C'est sans doute pourquoi tant de lecteurs affirment que le livre audio leur procure « la même expérience » qu'un livre papier. L'histoire est la même, les émotions sont les mêmes, et les souvenirs de l'intrigue le sont souvent aussi.
Là où la lecture garde un avantage réel
Malgré ces similitudes, des différences importantes existent. Selon le psychologue Robert Sternberg, la lecture est un processus cognitif actif qui entraîne le cerveau sur le long terme. Lire, ce n'est pas seulement comprendre un contenu : c'est aussi suivre visuellement les mots, reconnaître des structures écrites et prendre en permanence de micro-décisions sur le sens du texte.
Cette dimension est particulièrement cruciale pour l'apprentissage du vocabulaire. En lisant, on voit l'orthographe d'un mot, sa place dans la phrase, et on peut facilement revenir en arrière. Avec un livre audio, un mot inconnu passe souvent trop vite pour qu'on puisse vraiment s'y arrêter.
L'autre différence majeure, c'est le contrôle du rythme. En lisant, on ralentit naturellement sur un passage difficile, on relit une phrase, on s'arrête pour réfléchir. Avec un livre audio, c'est le narrateur qui impose le tempo. Une méta-analyse de 2022 a montré que, pour des textes complexes ou riches en informations, les participants retenaient moins bien le contenu après l'avoir écouté qu'après l'avoir lu.
Cela ne signifie pas que les livres audio sont « moins bien ». Simplement, ils servent à autre chose.
Les livres audio ont leur place — et elle est importante
Pour la fiction, les longs trajets, ou les personnes qui manquent de temps pour lire assis, les livres audio sont une ressource précieuse. Mieux encore : pour beaucoup, c'est le livre audio qui a ravivé le plaisir de lire, en rendant les histoires à nouveau accessibles dans un quotidien surchargé.
Ils jouent aussi un rôle essentiel pour les personnes souffrant de dyslexie, de déficiences visuelles ou de troubles de l'attention. Plusieurs spécialistes de l'éducation soulignent que les livres audio permettent à ces personnes d'accéder aux histoires et aux savoirs au même titre que n'importe qui d'autre.

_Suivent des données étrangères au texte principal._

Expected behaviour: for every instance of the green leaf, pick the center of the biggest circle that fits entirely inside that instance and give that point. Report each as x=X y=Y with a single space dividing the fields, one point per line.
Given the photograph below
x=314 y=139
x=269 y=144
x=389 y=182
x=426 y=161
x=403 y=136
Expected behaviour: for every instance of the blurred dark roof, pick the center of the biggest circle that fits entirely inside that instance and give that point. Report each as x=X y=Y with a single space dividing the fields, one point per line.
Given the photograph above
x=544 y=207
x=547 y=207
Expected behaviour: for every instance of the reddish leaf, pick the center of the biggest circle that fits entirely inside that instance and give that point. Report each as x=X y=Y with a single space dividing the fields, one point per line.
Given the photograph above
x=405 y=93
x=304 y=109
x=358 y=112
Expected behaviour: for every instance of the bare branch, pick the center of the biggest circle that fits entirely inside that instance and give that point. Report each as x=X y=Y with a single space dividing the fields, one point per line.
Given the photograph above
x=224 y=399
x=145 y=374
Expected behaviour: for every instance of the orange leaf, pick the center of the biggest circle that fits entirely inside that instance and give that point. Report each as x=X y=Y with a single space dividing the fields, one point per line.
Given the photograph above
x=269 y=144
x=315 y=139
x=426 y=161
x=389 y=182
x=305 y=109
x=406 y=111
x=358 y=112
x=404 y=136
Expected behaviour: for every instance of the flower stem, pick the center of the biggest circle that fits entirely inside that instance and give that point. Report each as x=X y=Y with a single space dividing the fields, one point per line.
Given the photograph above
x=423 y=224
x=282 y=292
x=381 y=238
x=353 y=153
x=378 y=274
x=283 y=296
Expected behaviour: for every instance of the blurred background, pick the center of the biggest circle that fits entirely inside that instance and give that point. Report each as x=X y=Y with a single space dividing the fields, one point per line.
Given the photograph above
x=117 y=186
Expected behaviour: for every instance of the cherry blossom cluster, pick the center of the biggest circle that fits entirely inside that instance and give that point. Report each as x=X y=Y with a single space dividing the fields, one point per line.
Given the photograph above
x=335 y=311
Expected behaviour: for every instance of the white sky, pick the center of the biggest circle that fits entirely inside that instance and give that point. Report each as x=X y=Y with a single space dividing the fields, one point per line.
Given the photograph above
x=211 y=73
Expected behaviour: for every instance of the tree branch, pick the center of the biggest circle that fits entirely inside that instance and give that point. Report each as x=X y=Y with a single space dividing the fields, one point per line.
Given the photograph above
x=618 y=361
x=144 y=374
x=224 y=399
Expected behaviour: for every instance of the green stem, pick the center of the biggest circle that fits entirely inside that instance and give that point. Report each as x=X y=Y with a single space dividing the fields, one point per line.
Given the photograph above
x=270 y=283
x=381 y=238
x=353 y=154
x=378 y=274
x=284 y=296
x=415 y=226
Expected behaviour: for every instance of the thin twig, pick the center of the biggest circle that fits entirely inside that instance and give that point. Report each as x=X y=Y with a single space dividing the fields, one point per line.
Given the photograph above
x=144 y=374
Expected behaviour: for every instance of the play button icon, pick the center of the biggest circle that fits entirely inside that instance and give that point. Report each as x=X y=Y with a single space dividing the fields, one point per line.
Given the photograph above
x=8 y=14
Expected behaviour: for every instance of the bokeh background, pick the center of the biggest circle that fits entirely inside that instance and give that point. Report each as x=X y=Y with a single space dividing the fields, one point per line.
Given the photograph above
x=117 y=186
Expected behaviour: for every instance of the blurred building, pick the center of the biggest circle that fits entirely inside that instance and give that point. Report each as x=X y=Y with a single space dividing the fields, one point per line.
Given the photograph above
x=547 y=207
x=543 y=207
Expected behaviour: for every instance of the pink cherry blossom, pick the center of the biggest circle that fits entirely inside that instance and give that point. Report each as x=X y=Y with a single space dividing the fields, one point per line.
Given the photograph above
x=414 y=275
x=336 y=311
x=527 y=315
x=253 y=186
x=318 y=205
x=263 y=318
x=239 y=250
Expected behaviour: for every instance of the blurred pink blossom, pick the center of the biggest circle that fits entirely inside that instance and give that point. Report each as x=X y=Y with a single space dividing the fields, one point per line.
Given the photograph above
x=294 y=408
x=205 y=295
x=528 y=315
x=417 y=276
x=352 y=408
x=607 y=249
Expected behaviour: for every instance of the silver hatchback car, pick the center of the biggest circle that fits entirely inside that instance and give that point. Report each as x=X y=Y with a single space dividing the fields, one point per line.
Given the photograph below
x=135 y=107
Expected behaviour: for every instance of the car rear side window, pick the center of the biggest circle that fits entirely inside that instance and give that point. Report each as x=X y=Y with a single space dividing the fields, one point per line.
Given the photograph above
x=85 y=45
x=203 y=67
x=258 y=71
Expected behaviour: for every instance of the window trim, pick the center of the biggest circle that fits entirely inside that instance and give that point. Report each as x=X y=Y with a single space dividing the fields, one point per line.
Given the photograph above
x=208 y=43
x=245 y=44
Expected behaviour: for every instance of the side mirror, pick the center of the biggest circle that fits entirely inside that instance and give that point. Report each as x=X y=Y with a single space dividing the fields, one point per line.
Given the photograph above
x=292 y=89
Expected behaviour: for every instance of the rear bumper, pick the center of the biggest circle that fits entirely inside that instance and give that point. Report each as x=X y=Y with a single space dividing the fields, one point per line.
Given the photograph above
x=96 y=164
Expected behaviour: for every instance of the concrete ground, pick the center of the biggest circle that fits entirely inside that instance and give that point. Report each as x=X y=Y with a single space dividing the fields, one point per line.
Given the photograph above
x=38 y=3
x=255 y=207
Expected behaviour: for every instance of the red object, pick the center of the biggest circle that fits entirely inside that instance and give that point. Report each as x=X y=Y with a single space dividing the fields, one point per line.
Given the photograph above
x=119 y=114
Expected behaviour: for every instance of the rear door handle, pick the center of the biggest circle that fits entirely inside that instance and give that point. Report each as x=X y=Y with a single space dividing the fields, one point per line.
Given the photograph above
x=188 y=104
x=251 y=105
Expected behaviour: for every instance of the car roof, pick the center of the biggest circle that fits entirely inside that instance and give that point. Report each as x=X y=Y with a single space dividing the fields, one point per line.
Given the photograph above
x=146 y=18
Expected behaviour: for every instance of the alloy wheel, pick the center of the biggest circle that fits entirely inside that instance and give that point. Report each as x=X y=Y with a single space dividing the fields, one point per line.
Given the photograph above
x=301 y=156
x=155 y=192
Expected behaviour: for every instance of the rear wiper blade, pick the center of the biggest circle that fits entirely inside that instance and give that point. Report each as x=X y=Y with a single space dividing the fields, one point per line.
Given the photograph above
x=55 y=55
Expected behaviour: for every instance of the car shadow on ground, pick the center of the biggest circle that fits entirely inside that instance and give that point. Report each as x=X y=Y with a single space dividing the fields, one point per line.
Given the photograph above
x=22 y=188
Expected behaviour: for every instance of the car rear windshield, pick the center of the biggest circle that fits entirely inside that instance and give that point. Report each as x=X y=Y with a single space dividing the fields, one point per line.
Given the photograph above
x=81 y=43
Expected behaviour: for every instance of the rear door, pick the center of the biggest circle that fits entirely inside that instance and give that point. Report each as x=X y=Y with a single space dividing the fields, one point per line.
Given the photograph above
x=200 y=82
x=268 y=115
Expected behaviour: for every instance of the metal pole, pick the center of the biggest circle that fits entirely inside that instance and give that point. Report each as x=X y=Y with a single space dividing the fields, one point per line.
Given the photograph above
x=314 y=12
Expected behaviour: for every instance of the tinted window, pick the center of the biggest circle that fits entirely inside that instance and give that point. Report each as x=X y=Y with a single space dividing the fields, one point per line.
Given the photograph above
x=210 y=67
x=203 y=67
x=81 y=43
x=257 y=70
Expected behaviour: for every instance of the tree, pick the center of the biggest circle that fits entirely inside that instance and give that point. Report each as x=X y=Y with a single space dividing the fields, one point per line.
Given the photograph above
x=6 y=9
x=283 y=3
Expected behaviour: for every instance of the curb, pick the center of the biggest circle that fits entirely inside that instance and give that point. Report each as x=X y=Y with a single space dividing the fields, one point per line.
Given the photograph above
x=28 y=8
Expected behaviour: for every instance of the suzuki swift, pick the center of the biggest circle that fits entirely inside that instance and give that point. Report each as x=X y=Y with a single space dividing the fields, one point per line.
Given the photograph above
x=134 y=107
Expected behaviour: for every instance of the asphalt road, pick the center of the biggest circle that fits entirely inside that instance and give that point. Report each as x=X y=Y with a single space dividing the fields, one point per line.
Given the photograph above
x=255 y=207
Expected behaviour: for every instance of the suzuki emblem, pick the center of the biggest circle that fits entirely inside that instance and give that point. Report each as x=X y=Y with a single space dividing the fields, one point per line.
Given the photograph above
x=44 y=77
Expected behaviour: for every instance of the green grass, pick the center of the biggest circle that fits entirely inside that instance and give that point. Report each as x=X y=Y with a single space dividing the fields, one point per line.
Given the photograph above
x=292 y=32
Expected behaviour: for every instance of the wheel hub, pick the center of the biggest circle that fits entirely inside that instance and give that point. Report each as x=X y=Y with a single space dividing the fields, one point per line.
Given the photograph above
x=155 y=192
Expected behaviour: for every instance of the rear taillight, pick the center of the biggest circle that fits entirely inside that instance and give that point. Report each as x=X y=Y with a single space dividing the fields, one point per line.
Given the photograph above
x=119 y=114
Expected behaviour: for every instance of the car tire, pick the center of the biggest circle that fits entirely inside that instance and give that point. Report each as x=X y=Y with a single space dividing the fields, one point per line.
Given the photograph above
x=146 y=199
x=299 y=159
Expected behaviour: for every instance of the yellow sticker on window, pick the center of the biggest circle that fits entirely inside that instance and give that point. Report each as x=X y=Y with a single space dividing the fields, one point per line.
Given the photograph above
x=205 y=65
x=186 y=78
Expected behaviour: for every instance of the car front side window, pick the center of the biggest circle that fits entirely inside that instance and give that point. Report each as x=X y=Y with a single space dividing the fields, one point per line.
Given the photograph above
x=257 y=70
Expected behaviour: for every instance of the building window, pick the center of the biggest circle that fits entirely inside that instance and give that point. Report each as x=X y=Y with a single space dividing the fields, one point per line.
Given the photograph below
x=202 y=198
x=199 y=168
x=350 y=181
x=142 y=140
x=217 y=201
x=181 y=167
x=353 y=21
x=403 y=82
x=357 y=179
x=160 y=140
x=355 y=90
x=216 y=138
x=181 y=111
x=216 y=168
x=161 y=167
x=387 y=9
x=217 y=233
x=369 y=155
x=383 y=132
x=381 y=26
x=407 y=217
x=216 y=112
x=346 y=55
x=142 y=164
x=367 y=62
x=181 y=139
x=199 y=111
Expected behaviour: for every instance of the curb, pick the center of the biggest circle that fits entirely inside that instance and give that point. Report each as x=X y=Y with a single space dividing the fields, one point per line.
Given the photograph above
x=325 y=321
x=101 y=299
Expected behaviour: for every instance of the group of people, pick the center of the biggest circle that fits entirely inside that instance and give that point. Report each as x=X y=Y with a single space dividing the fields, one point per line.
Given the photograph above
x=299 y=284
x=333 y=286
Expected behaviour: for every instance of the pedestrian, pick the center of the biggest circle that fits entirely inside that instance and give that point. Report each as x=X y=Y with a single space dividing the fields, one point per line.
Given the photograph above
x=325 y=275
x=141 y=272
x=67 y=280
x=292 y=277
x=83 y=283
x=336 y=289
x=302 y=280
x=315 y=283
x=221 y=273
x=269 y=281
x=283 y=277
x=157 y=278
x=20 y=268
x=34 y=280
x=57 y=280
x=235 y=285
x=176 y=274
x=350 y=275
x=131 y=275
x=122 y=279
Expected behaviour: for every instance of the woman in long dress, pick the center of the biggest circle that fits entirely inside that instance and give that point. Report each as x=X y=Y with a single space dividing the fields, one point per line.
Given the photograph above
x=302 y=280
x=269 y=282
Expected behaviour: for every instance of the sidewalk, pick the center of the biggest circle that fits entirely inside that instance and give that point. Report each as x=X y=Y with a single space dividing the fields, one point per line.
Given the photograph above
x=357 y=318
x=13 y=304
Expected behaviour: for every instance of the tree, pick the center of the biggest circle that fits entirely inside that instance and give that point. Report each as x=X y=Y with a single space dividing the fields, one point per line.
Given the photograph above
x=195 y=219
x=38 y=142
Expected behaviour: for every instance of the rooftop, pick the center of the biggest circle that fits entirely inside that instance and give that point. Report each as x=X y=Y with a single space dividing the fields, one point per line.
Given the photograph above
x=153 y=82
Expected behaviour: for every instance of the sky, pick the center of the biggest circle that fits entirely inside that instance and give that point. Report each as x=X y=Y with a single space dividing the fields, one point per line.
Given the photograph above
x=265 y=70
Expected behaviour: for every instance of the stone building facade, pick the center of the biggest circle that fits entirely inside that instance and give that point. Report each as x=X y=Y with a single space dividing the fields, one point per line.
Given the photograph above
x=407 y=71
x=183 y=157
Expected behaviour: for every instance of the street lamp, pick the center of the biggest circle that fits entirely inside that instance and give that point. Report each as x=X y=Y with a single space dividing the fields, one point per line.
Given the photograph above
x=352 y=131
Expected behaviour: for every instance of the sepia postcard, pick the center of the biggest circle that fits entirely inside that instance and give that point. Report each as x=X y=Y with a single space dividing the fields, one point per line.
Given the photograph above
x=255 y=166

Il y a cependant un facteur qui peut tout changer : le multitâche. La plupart du temps, on n'écoute pas un livre audio dans le silence total — on conduit, on fait le ménage, on court. Or, les études montrent que l'attention divisée réduit significativement la mémorisation. Même si le traitement cérébral de base est similaire, écouter en faisant dix autres choses en même temps laisse inévitablement moins de traces.
Alors, écouter un livre, c'est « tricher » ?
Absolument pas. Selon l'état actuel de la science, le livre audio n'est ni une tricherie ni une forme de culture au rabais. Si une histoire vous touche, vous ouvre de nouvelles perspectives ou vous aide à décompresser, c'est tout aussi valable.
En revanche, pour une compréhension plus profonde, un apprentissage durable ou une mémorisation à long terme, la lecture conserve des avantages que l'écoute ne remplace pas entièrement. Les deux ont leur place — l'idéal est peut-être de ne pas choisir, mais de combiner.